*Artigo escrito por Hélio Pepe, advogado, juiz eleitoral do TRE-ES, mestre em Processo pela UFES e doutorando em Direito Comercial pela PUC-SP
Em abril de 2019, quando a Medida Provisória 881 chegou ao Congresso, o Brasil amargava a 150ª posição no ranking de liberdade econômica da Heritage Foundation. A urgência era palpável: mais de 12 milhões de desempregados clamavam por oportunidades.
Seis anos após sua conversão na Lei 13.874/2019, cabe examinar se a audaciosa promessa de inverter o “pressuposto de anti-liberdade” (termo utilizado na mensagem de encaminhamento da MP) vingou.
No cotidiano empresarial, a transformação mais visível foi a dispensa de alvarás para atividades de baixo risco. Meses de peregrinação burocrática cederam lugar à operação imediata. Afinal, bancas de fotocópias jamais deveriam ter sido tratadas como boates sujeitas a incêndios.
Liberado desse fardo trivial, o poder público pôde focar em atividades complexas. O resultado impressiona: o tempo médio para abertura de empresas caiu de cinco dias para menos de vinte e quatro horas em diversas juntas comerciais — avanço catalisado pela digitalização imposta pela pandemia.
Os setores de tecnologia, serviços digitais e franquias colheram os melhores frutos. O artigo 421-A do Código Civil consolidou presunções de paridade e boa-fé nos contratos empresariais, dissipando névoas jurídicas que cercavam modelos inovadores.
Startups ganharam previsibilidade: seus acordos seriam interpretados conforme pactuado, não segundo paternalismos judiciais. A sociedade unipessoal, enfim, alinhou o Brasil a práticas globais consolidadas.
Seria ingênuo, contudo, declarar vitória definitiva sobre a burocracia. Embora a lei tenha debelado entraves federais, estados e municípios preservam exigências próprias, perpetuando mosaico regulatório fragmentado.
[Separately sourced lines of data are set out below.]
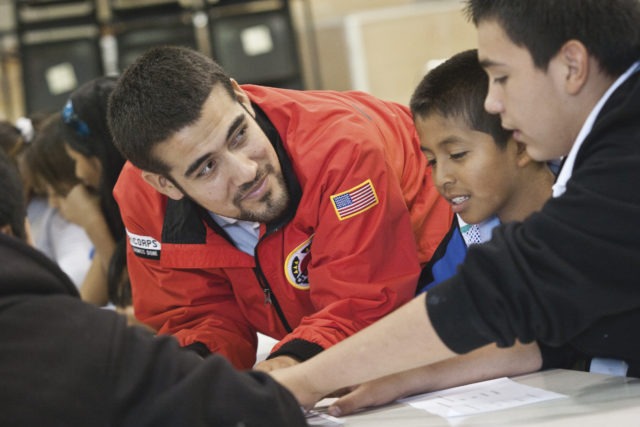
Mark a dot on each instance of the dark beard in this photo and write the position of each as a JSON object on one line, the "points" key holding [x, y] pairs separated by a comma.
{"points": [[273, 209]]}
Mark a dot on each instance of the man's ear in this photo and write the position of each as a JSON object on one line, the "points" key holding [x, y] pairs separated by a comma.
{"points": [[574, 58], [6, 229], [162, 185], [522, 158], [242, 97]]}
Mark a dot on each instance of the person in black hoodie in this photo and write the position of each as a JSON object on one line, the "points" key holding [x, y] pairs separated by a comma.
{"points": [[568, 274], [64, 362]]}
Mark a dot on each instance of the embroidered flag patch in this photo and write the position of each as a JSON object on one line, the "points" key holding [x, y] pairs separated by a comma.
{"points": [[355, 200]]}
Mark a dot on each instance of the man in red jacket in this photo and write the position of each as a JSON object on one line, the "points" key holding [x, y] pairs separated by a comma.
{"points": [[303, 215]]}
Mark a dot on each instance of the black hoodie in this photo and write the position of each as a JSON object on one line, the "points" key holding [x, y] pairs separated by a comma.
{"points": [[67, 363]]}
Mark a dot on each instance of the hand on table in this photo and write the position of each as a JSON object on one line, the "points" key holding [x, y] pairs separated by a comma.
{"points": [[276, 363]]}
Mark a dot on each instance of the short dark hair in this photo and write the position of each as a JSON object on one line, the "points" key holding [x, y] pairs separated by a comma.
{"points": [[158, 95], [13, 210], [609, 29], [457, 88]]}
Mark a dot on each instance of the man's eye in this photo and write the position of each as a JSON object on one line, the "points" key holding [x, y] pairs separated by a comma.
{"points": [[458, 156], [240, 137]]}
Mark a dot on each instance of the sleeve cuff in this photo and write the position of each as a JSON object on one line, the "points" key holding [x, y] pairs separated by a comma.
{"points": [[199, 348], [299, 349]]}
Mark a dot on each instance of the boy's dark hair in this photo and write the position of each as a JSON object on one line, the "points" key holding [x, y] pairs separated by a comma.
{"points": [[86, 130], [47, 159], [610, 29], [13, 210], [118, 283], [159, 94], [457, 88]]}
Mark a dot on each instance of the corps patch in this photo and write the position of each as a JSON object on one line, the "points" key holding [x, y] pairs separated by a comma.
{"points": [[144, 246], [355, 200], [296, 265]]}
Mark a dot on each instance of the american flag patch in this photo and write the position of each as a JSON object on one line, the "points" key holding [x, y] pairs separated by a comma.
{"points": [[355, 200]]}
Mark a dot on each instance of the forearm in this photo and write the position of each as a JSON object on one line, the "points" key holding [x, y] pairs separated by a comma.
{"points": [[485, 363]]}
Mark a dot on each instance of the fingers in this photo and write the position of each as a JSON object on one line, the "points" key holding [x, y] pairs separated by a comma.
{"points": [[352, 402]]}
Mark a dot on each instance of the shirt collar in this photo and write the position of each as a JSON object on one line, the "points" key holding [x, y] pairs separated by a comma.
{"points": [[223, 221], [567, 168]]}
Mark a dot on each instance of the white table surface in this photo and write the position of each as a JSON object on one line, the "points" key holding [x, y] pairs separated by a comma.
{"points": [[594, 400]]}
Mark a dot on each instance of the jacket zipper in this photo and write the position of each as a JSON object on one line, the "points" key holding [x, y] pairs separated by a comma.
{"points": [[269, 297]]}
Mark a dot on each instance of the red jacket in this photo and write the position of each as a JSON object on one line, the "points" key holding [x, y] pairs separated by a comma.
{"points": [[344, 256]]}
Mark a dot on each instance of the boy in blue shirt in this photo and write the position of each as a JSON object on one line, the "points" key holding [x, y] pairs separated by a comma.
{"points": [[486, 175]]}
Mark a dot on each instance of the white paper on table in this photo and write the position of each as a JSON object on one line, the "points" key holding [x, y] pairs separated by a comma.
{"points": [[477, 398]]}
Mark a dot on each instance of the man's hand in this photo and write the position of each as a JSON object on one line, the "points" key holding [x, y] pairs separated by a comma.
{"points": [[276, 363]]}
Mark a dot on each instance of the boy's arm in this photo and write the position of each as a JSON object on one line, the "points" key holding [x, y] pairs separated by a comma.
{"points": [[483, 364]]}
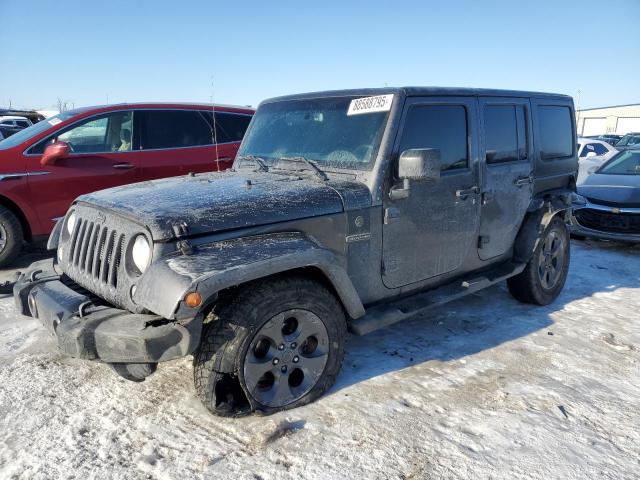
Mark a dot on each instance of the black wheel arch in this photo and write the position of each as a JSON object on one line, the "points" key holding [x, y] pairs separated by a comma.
{"points": [[17, 211], [541, 211]]}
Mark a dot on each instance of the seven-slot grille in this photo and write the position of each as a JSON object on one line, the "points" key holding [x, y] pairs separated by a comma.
{"points": [[96, 251]]}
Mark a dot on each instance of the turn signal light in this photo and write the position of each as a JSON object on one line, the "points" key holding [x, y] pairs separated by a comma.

O pequeno empresário ainda navega pela complexidade tributária kafkiana – relativo a Franz Kafka, escritor judeu de língua alemã nascido na cidade de Praga, na República Tcheca. A simplificação prometida se materializou apenas parcialmente — progresso inegável, porém insuficiente para quem sustenta empregos na base da pirâmide.
Desafios estruturais permanecem entrincheirados. A cultura cartorial resiste em redutos do serviço público.
Saúde, educação e transportes seguem hiperregulados. Inquieta mais a recorrente tentação de retrocessos legislativos, sempre justificados por alguma proteção supostamente necessária. Cada exceção aberta corrói o princípio basilar de liberdade que a lei pretendeu estabelecer.
O futuro dependerá também da consolidação jurisprudencial. O STJ tem equilibrado com maestria a presunção de simetria e a boa-fé objetiva, demonstrando que liberdade contratual não autoriza oportunismos.
Urge integração com marcos setoriais e vigilância contra retrocessos. O perigo reside no esquecimento gradual: regulamentações “bem-intencionadas” podem, camada sobre camada, asfixiar os princípios liberalizantes.
A Lei de Liberdade Econômica provou ser possível modernizar sem rupturas traumáticas. Progredimos da 150ª para a 117ª posição no ranking de 2025 — avanço considerável, ainda que distante do ideal.
O rumo está definido. Resta perseverar, resistindo tanto ao saudosismo regulatório quanto ao liberalismo ingênuo. Em tempos polarizados, preservar este delicado equilíbrio constitui vitória a ser zelosamente defendida.